查看更多>>摘要:Evidence for effects of the dose of recombinant tissue plasminogen activator(rt-PA) in Asian populations is inconclusive. The standard dose may cause drug waste and increase economic burden in developing country. Therefore, we preliminarily describe the safety and efficacy of a new modified dose of rt-PA regimen(0.6 or 0.9 mg/kg, with a maximum dose of 50 mg) in real world settings. 265 consecutive patients with ischemic stroke were treated with intravenous(IV) rt-PA alone from all the 323 consecutive patients treated with reperfusion therapy between January 1, 2017 and March 31, 2020. Safety and Efficacy was assessed by early neurological improvement(ENI), early neurological deterioration(END), symptomatic intracranial hemorrhage(sICH) and 90-day outcome defined by modified Rankin scale(mRS). Subgroup analysis was conducted to draw comparisons between different dose groups ([0.5,0.6)mg/kg, [0.6,0.7)mg/kg, [0.7,0.8)mg/kg, [0.8,0.9]mg/kg). Among the 265 patients, 150(56.60%) had a favorable outcome at 3 months(3 M); Mortality occurred in 17(6.40%) in 3 M; sICH in 12(4.50%); ENI in 70(26.40%); END2 in 29(10.90%) and END4 in 18(6.80%). In subgroup analysis, there was a significant difference in sICH that more patients developed sICH in [0.8-0.9]mg/kg group(P = 0.044) in univariate analysis of different dose. After adjusting, there was no significant difference between 4 dosage groups.
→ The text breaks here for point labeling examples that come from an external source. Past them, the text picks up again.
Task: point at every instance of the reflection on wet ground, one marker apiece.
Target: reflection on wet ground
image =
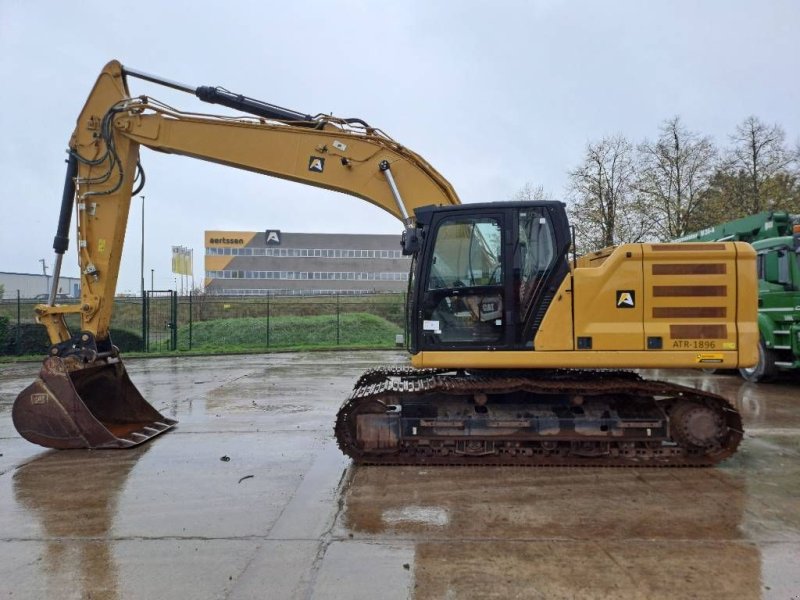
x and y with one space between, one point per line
288 517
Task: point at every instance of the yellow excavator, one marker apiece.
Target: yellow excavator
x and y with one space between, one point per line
522 354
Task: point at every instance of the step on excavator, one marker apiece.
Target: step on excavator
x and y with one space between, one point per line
522 353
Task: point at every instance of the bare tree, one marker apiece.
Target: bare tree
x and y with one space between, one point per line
532 194
760 153
604 209
674 171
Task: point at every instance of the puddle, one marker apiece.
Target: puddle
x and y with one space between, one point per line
424 515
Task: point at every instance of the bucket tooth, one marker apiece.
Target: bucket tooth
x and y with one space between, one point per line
90 406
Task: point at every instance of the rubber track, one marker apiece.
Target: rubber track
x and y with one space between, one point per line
392 385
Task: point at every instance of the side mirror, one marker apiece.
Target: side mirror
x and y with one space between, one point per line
410 241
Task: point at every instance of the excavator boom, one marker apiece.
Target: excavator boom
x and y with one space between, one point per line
83 397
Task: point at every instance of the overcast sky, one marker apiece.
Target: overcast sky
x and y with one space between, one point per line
493 94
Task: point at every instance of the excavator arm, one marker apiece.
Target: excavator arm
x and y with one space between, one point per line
83 397
344 155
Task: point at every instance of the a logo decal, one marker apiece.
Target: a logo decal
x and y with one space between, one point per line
316 164
626 298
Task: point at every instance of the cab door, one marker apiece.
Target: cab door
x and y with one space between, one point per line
462 294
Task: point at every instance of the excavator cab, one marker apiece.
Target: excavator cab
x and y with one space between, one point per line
487 273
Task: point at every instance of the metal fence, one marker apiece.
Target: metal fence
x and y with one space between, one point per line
164 321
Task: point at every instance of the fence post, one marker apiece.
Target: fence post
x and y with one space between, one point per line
144 320
190 320
174 332
18 341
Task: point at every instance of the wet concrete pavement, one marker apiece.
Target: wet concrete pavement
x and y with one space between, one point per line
289 517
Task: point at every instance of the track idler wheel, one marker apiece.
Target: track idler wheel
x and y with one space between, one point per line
696 425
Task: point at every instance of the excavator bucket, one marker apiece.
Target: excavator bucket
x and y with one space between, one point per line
94 406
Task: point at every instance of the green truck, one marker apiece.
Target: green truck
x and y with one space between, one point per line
776 238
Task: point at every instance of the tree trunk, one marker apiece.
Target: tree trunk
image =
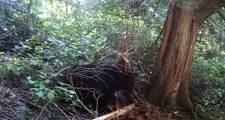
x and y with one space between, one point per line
173 65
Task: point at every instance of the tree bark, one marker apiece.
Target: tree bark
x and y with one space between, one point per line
173 65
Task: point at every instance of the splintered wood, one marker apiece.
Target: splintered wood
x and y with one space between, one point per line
137 111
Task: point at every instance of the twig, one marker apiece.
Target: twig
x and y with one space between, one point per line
13 111
60 110
42 111
40 107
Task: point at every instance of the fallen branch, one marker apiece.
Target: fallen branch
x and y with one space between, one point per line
117 113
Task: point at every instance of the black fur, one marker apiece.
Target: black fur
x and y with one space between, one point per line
91 82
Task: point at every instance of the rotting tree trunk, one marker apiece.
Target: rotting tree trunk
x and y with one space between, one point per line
173 65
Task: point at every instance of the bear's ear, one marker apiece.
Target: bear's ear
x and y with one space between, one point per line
135 74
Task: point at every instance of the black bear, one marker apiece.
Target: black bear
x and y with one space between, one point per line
96 85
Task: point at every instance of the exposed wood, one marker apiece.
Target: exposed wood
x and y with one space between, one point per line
117 113
173 65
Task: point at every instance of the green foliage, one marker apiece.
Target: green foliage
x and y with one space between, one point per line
208 72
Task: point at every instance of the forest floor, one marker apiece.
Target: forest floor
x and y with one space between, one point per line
18 104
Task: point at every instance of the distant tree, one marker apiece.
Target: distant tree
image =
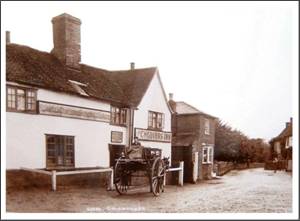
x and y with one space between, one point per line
233 145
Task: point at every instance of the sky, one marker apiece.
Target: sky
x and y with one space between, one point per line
233 60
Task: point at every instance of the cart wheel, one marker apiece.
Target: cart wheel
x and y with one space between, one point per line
121 177
157 176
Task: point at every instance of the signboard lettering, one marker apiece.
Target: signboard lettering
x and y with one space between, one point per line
151 135
72 111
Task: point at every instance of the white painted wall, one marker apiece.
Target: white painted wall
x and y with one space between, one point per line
25 141
154 100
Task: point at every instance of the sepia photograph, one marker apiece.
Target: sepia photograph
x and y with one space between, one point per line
138 110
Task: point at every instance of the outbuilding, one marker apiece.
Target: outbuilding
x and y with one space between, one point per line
193 140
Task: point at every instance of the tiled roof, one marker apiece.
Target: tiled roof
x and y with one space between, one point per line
42 69
182 107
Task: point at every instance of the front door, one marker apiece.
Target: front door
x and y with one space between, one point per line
60 151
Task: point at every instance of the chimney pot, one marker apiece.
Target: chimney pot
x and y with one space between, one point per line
7 37
287 124
132 66
66 39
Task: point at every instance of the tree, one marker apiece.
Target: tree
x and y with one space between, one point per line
233 145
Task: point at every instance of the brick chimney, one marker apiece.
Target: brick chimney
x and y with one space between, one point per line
132 65
66 39
7 37
172 103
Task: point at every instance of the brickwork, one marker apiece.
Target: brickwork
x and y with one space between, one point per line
66 39
192 125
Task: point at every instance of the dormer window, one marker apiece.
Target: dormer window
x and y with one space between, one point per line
79 87
118 115
20 99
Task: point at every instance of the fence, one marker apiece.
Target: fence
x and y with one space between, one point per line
281 165
53 174
222 167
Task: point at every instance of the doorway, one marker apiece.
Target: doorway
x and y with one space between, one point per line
115 152
183 153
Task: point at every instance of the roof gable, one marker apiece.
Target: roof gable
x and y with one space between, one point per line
42 69
183 108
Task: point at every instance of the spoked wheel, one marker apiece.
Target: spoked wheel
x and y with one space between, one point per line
157 176
121 177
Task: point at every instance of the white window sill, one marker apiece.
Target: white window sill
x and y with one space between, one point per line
206 162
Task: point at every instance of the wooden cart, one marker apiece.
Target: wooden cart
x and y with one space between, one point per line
150 165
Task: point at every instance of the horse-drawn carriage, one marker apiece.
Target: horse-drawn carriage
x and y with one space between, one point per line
145 162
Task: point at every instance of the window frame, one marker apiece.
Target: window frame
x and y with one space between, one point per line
118 116
206 126
209 155
66 145
153 120
33 99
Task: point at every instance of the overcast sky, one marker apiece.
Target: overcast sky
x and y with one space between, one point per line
231 60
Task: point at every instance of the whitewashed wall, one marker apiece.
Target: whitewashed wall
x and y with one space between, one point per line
25 141
154 100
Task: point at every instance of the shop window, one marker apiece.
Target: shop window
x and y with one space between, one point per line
206 126
155 120
207 154
60 151
118 115
20 99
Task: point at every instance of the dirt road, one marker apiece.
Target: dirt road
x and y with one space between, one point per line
253 190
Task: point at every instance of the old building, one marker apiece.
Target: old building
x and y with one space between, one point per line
282 146
63 114
193 139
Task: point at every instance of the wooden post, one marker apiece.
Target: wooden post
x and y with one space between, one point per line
111 183
195 168
180 180
53 180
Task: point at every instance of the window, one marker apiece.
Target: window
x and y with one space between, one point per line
78 87
21 99
277 147
207 154
206 126
288 142
155 120
60 151
118 115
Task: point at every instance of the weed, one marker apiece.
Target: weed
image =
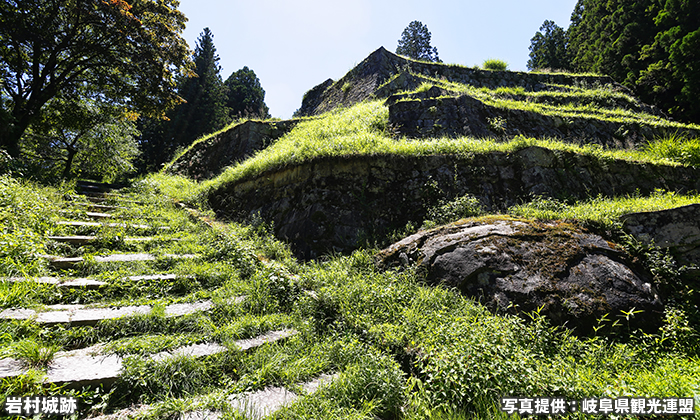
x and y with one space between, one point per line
451 211
495 64
34 353
676 147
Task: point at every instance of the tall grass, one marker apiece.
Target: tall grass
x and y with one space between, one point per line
677 147
360 130
602 211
Significant differences were seen in gender, atrial fibrillation and baseline NIHSS in the multivariable model of favorable outcome at 3 M. Our study preliminarily shows a good safety and efficacy of our modified rt-PA regimen, indicating that this regimen should be worthy of further study especially in developing country to reduce the financial burden of patients and avoid drug waste.